I had a quart of heavy whipping cream that I wasn't going to use for it's planned purpose (and with the exorbitant price of groceries, I am not going to throw it away!!), so I decided to make butter.  Just like Mom's. The funny thing is, I don't remember my mother making butter.  For the life of me I can't picture it. I just remember it being on the table in a covered butter dish.  It was a white ceramic chicken with a red comb sitting on a white ceramic nest.  No, I don't want one.

Sooooooo, I had to do a little research, and believe me when I tell you, there's probably nothing easier that you can do that will yield such delicious results.

This is not a recipe, so much as a method.  You can use virtually any amount of cream so leftover heavy cream will never have to be wasted again.   And an added plus?  The liquid that is extracted as you whip the cream is real buttermilk, and can be used in any recipe that calls for it.  Cake, scones, buttermilk chicken, fried green tomatoes....oh the luscious uses of buttermilk.

Butter

A pint or more of fresh heavy cream or whipping cream , either will work fine
Pinch of salt, if you want your butter salted

Put your cream in the bowl of your mixer or in a bowl large enough to hold the cream (plus room enough for expansion as the butter starts to take shape.), whip the cream. That's it!

Mix at medium speed; it's the same as if for making whipped cream except you are going to go way beyond the stiff peak stage of whipped cream.

Once you get past the whipped cream stage, the cream is going to look curdled.  That's fine; it's supposed to, because now the cream and the buttermilk are beginning to separate. 

Things might get a little messy here, you may want to find a way to cover your bowl with plastic wrap while you continue to whip the butter.  I didn't run into this, but others do.  (It may be because I used a deep V-shaped mixing bowl so the heavy butter stayed at the bottom.) 

Once it looked really curdled, I strained the butter/buttermilk through a  fine mesh strainer and then a double layer of cheesecloth into a container.  It takes a bit of hand strength to do it, but you want to get out as much of the buttermilk as possible.  The butter squeezes out of the cheesecloth, but I don't know of another way to do it, so you'll have to scrape some butter off the cheesecloth if your frugal, as I am, smiles.

I put my now-lump-of-butter into the bowl I whipped the cream in, and rinse the lump under cold running water.  I want to rinse out as much butter milk as possible because removing the buttermilk will help to preserve the butter.  I smoosh the lump around a bit until the water runs clear.  If you are really particular about this, you can use a large wooden paddle and press the butter against the inside of a bowl to remove any extra liquid.

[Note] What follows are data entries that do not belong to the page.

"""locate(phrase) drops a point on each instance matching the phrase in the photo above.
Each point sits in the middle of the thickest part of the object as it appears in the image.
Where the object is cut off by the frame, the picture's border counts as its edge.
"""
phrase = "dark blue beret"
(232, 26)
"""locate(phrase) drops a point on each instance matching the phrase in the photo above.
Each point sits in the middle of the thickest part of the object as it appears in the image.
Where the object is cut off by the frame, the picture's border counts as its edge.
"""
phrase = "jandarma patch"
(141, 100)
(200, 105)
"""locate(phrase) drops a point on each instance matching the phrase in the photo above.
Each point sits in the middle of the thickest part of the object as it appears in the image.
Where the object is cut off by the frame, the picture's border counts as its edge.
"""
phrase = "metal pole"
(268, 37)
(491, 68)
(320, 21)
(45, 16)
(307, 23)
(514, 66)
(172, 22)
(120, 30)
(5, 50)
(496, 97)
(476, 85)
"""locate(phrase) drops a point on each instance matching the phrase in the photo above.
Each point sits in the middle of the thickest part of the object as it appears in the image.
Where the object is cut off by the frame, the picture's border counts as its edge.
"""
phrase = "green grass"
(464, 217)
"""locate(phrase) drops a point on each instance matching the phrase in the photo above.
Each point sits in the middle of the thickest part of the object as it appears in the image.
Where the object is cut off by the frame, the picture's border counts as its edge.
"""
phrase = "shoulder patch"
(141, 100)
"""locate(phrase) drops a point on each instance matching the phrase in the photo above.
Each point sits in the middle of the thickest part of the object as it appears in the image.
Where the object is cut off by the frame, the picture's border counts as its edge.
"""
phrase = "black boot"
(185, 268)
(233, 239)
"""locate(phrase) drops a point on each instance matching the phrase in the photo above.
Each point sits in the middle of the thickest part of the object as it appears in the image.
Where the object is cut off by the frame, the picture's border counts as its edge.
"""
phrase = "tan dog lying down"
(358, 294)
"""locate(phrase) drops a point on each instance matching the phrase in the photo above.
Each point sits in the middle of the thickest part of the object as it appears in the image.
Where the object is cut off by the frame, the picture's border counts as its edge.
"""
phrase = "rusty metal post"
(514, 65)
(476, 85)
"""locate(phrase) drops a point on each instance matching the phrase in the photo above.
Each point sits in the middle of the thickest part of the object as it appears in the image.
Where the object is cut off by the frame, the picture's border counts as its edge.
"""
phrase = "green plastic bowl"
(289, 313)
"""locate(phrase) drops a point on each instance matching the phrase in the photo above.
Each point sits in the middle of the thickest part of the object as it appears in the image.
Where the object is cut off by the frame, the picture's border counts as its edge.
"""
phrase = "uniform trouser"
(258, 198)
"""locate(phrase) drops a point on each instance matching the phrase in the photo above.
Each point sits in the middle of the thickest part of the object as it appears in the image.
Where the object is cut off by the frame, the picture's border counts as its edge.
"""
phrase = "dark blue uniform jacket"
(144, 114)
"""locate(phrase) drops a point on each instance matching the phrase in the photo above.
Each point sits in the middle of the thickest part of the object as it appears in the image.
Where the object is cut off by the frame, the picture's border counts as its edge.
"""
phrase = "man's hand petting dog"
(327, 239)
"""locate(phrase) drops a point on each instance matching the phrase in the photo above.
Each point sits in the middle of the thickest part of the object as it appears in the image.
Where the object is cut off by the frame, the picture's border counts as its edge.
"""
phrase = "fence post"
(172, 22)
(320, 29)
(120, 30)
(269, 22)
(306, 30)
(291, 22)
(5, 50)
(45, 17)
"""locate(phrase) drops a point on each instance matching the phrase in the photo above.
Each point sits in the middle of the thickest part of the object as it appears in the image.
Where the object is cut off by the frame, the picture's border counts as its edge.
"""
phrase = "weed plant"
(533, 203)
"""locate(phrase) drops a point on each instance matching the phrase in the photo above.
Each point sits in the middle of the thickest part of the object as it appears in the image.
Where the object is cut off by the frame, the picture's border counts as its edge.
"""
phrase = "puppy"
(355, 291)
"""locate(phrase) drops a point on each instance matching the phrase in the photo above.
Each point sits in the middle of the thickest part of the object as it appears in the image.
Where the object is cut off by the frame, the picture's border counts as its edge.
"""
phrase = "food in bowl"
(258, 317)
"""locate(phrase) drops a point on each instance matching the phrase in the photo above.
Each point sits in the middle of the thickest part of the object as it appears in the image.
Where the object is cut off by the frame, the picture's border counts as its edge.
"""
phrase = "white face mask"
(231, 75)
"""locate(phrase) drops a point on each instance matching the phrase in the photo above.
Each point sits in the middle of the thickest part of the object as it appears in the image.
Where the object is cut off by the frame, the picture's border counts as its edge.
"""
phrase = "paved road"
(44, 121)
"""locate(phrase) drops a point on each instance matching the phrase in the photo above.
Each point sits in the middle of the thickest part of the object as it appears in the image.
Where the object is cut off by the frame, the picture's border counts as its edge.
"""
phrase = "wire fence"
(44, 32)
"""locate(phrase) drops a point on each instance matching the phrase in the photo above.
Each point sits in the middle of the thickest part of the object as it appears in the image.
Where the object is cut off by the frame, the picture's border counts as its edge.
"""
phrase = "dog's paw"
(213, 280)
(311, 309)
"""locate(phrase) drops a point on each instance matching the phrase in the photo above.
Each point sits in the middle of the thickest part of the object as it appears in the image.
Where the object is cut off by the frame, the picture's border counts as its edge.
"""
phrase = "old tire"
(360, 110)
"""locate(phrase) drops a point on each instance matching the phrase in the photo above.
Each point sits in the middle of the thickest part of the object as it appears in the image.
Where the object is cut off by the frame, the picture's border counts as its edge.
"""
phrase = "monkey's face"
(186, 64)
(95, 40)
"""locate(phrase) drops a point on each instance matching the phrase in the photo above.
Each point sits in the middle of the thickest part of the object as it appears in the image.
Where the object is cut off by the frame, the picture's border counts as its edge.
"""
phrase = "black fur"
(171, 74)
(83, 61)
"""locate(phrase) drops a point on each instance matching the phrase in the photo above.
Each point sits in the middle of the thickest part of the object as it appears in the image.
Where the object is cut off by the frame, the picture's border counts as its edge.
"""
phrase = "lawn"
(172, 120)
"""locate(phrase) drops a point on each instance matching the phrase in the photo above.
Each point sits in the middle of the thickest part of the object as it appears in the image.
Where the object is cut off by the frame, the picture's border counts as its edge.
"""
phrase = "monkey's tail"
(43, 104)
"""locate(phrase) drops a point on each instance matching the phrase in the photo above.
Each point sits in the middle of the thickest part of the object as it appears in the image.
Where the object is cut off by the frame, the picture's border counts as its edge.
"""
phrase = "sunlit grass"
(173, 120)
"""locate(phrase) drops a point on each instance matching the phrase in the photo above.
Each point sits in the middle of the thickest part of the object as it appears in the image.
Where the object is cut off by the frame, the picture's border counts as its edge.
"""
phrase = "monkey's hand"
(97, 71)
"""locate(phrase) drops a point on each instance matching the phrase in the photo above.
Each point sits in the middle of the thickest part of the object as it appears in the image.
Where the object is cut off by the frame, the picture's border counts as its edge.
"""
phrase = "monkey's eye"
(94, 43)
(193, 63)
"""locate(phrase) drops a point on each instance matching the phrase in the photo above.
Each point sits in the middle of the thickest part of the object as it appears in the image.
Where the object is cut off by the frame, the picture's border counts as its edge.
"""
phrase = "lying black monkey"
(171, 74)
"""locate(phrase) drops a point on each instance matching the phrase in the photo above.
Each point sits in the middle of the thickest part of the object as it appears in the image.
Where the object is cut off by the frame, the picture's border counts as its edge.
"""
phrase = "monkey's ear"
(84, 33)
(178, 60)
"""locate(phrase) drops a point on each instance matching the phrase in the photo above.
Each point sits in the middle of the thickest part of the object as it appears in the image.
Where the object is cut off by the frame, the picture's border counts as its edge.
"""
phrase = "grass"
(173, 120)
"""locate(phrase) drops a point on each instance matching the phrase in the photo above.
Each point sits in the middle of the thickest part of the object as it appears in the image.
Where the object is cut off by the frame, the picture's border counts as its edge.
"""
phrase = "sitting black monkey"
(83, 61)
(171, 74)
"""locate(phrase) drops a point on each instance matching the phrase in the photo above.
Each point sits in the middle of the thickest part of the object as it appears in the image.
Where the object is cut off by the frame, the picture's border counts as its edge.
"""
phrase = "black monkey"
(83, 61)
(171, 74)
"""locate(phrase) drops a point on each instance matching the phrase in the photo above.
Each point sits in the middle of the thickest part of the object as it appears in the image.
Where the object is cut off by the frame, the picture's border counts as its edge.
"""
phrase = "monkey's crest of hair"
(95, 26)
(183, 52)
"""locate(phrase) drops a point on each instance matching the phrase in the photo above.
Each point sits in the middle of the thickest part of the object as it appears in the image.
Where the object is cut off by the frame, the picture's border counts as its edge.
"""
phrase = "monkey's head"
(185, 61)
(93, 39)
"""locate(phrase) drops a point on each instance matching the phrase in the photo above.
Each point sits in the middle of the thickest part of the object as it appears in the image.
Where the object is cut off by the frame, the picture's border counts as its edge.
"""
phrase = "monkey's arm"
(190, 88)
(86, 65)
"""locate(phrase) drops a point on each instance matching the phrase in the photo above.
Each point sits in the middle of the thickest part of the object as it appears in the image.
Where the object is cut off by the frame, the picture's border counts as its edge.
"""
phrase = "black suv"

Refrigerate!  The entire process probably took only about 15 minutes, but I was a little fumble fingered with all the squeezing of the butter in the cheesecloth, so it may take you less time.

Looks like a lot of instruction, but it's not, honestly.  Whip the cream, strain the buttermilk out, rinse the lump of butter, add salt at this point if you are going to use it.

With one quart of heavy cream, I had 11 ounces of sweet, creamy butter and 2 cups of buttermilk.  Is it less expensive?  Yeeessssss and no.  A pound of store bought butter is running about $3.59 and that would be the store brand; the national brands are closer to $4.00. I would have to take out a second mortgage on my house to buy the European butter.   The quart of cream probably cost me just under $4.00 and it only gave me 11 ounces of butter.....but I did have 2 cups of buttermilk as a by-product that I didn't have to purchase separately and will now use in other cooking projects.  So, yes, it's worth it to me.